Self-Maturity is rooted in your own identity and the way you interact with others.
Like I previously mentioned, self-maturity can be achieved with any personality, so the sooner you get the equation "personality=maturity" out of your head, the better off you'll be. Let's start with one of the biggest factors of self-maturity: your own identity. People have been telling us to just "be ourselves" from a young age, and I can say for myself that this advice is surprisingly applicable. Everyone has the right to be themselves and no one has the authority over you to make you change who you are. But here lies the difficulty of self-maturity: it's all on you. Since no one can change who you are, it's up to you to define your own maturity.
What does self-maturity entail? Being mature means being able to talk and listen to people at the same time. Being mature means not push people past their comfort limits without permission. Also, being mature means having confidence in yourself and the knowledge that not everything you face is under your control, and that's ok. It's how the world works. But how does my quote work into this? Why did it resonate so much with the topic I'm writing?
"If you don't have your word, you have nothing." No doubt we've heard this somewhere before, but it was this quote that inspired me to write on the subject of maturity. This song reflects the characteristic of integrity. Like I previously stated, you can have any personality and still be mature. You could be a silly and loud person with maturity, or a bitter quiet person with maturity. But something all these personalities needs is a sense of integrity; the driving force of trustworthiness.
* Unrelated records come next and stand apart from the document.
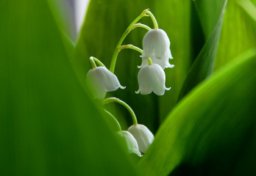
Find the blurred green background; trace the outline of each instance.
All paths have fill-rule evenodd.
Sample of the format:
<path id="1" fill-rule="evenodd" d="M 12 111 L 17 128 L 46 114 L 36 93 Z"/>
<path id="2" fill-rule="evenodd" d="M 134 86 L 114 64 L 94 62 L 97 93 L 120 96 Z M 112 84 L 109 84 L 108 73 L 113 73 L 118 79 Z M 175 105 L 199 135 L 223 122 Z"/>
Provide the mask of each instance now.
<path id="1" fill-rule="evenodd" d="M 253 175 L 256 174 L 256 1 L 91 0 L 74 43 L 52 1 L 0 1 L 1 175 Z M 155 140 L 127 154 L 85 87 L 93 56 L 109 67 L 129 24 L 149 8 L 171 40 L 162 97 L 141 95 L 141 59 L 120 52 L 115 74 Z M 68 14 L 68 12 L 67 12 Z M 63 22 L 64 21 L 64 22 Z M 149 18 L 141 23 L 153 26 Z M 124 44 L 142 48 L 136 29 Z M 106 106 L 123 130 L 120 105 Z"/>

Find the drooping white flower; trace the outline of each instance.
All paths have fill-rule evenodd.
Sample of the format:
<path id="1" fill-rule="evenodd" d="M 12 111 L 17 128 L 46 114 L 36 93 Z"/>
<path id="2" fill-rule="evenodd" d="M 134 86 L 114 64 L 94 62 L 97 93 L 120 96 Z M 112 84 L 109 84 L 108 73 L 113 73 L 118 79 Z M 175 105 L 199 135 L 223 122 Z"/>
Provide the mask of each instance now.
<path id="1" fill-rule="evenodd" d="M 130 153 L 135 153 L 138 156 L 142 156 L 139 151 L 138 143 L 135 137 L 127 131 L 121 131 L 118 132 L 125 141 L 128 151 Z"/>
<path id="2" fill-rule="evenodd" d="M 96 99 L 103 99 L 107 91 L 111 92 L 122 87 L 116 76 L 104 67 L 97 67 L 88 71 L 86 76 L 86 83 L 93 97 Z"/>
<path id="3" fill-rule="evenodd" d="M 142 153 L 146 153 L 149 145 L 154 141 L 154 135 L 143 125 L 133 125 L 128 128 L 128 131 L 135 138 L 139 150 Z"/>
<path id="4" fill-rule="evenodd" d="M 138 74 L 138 81 L 139 89 L 135 92 L 137 94 L 146 95 L 153 91 L 157 95 L 163 95 L 165 90 L 171 89 L 166 87 L 166 73 L 157 64 L 143 66 Z"/>
<path id="5" fill-rule="evenodd" d="M 163 29 L 151 29 L 144 36 L 143 40 L 142 64 L 147 64 L 146 59 L 150 58 L 154 64 L 157 64 L 163 69 L 174 67 L 169 64 L 169 59 L 173 59 L 170 50 L 170 40 Z"/>

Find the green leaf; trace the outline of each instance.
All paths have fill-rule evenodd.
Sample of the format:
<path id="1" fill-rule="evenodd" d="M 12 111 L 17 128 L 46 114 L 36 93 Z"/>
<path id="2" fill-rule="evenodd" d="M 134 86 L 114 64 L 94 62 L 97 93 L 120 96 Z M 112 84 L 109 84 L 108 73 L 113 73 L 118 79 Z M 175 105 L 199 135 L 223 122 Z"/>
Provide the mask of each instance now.
<path id="1" fill-rule="evenodd" d="M 83 80 L 86 72 L 91 68 L 89 63 L 90 56 L 99 59 L 107 67 L 110 65 L 115 45 L 123 32 L 143 10 L 149 8 L 160 28 L 166 32 L 171 43 L 171 50 L 174 59 L 171 63 L 176 66 L 173 69 L 166 69 L 166 87 L 172 88 L 161 98 L 153 94 L 135 94 L 138 89 L 137 76 L 139 69 L 137 65 L 141 64 L 141 58 L 135 51 L 124 50 L 118 55 L 115 73 L 127 88 L 107 96 L 115 96 L 127 103 L 135 111 L 139 123 L 146 125 L 155 132 L 160 125 L 159 116 L 163 119 L 174 106 L 182 81 L 191 67 L 190 7 L 191 1 L 180 3 L 179 0 L 92 0 L 76 45 L 74 62 L 77 65 L 83 65 L 80 66 L 80 73 L 83 74 L 79 74 L 79 79 Z M 149 18 L 145 17 L 140 22 L 153 27 Z M 144 29 L 135 29 L 124 44 L 132 43 L 141 48 L 146 32 Z M 126 119 L 127 124 L 125 122 L 121 123 L 123 128 L 132 124 L 129 113 L 124 113 L 126 111 L 118 106 L 112 109 L 113 111 L 110 109 L 110 111 L 113 114 L 121 111 L 121 113 L 116 112 L 115 117 L 119 120 Z"/>
<path id="2" fill-rule="evenodd" d="M 256 51 L 239 57 L 169 114 L 141 161 L 143 174 L 255 175 Z"/>
<path id="3" fill-rule="evenodd" d="M 228 1 L 216 58 L 215 70 L 248 49 L 256 48 L 255 23 L 237 0 Z"/>
<path id="4" fill-rule="evenodd" d="M 221 34 L 227 0 L 202 0 L 199 1 L 196 1 L 195 3 L 196 6 L 197 7 L 197 11 L 199 12 L 199 17 L 205 17 L 202 18 L 202 23 L 205 23 L 205 24 L 202 26 L 205 26 L 205 33 L 207 36 L 209 35 L 209 37 L 204 47 L 202 48 L 201 52 L 196 59 L 195 62 L 193 62 L 192 67 L 182 85 L 182 88 L 179 95 L 179 100 L 181 100 L 184 96 L 185 96 L 198 84 L 210 76 L 213 72 L 215 56 L 216 54 L 218 40 Z M 219 12 L 219 13 L 216 15 L 218 17 L 218 21 L 216 21 L 215 27 L 210 34 L 208 34 L 210 33 L 208 32 L 208 29 L 213 28 L 213 23 L 208 23 L 207 21 L 214 21 L 214 20 L 210 20 L 207 17 L 215 16 L 213 14 L 211 14 L 211 15 L 208 14 L 208 12 L 210 12 L 210 11 L 208 10 L 208 5 L 210 5 L 213 3 L 216 4 L 216 7 L 218 9 L 217 12 Z M 207 12 L 207 15 L 205 15 L 205 13 L 206 13 L 206 12 Z"/>
<path id="5" fill-rule="evenodd" d="M 46 1 L 0 2 L 1 175 L 136 175 L 77 80 Z"/>

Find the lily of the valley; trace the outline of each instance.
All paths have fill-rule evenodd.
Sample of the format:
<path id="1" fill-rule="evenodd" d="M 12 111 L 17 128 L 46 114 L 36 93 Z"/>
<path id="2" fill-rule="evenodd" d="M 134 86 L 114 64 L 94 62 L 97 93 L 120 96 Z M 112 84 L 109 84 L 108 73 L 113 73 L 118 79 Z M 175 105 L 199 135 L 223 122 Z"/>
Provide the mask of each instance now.
<path id="1" fill-rule="evenodd" d="M 118 131 L 118 133 L 127 144 L 129 153 L 135 153 L 138 156 L 142 156 L 141 152 L 139 151 L 136 139 L 129 131 Z"/>
<path id="2" fill-rule="evenodd" d="M 149 145 L 154 141 L 154 135 L 143 125 L 137 124 L 130 126 L 128 131 L 132 134 L 138 142 L 139 150 L 142 153 L 146 153 Z"/>
<path id="3" fill-rule="evenodd" d="M 107 92 L 115 91 L 122 87 L 116 76 L 106 67 L 100 66 L 88 71 L 86 83 L 93 97 L 102 100 Z"/>
<path id="4" fill-rule="evenodd" d="M 165 90 L 171 89 L 166 87 L 166 73 L 157 64 L 143 66 L 138 74 L 138 81 L 139 89 L 135 92 L 137 94 L 146 95 L 153 91 L 157 95 L 163 95 Z"/>
<path id="5" fill-rule="evenodd" d="M 157 64 L 163 69 L 174 67 L 170 65 L 169 59 L 173 59 L 170 50 L 170 40 L 163 29 L 149 30 L 143 40 L 143 54 L 141 66 L 147 65 L 147 59 L 150 58 L 154 64 Z"/>

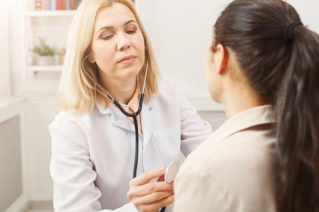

As humans, we are social creatures that thrive by working together, and something everyone needs to properly cooperate is integrity. The people in your life will respect you and admire their relationship with you so much more when your words can be trusted.
To me, this is what it means to be mature. You yourself have the best judgement on whether or not you're mature, but also don't forget to listen to the helpful feedback of your friends every now and then. Be open-minded, be trustworthy, and above all, just be you.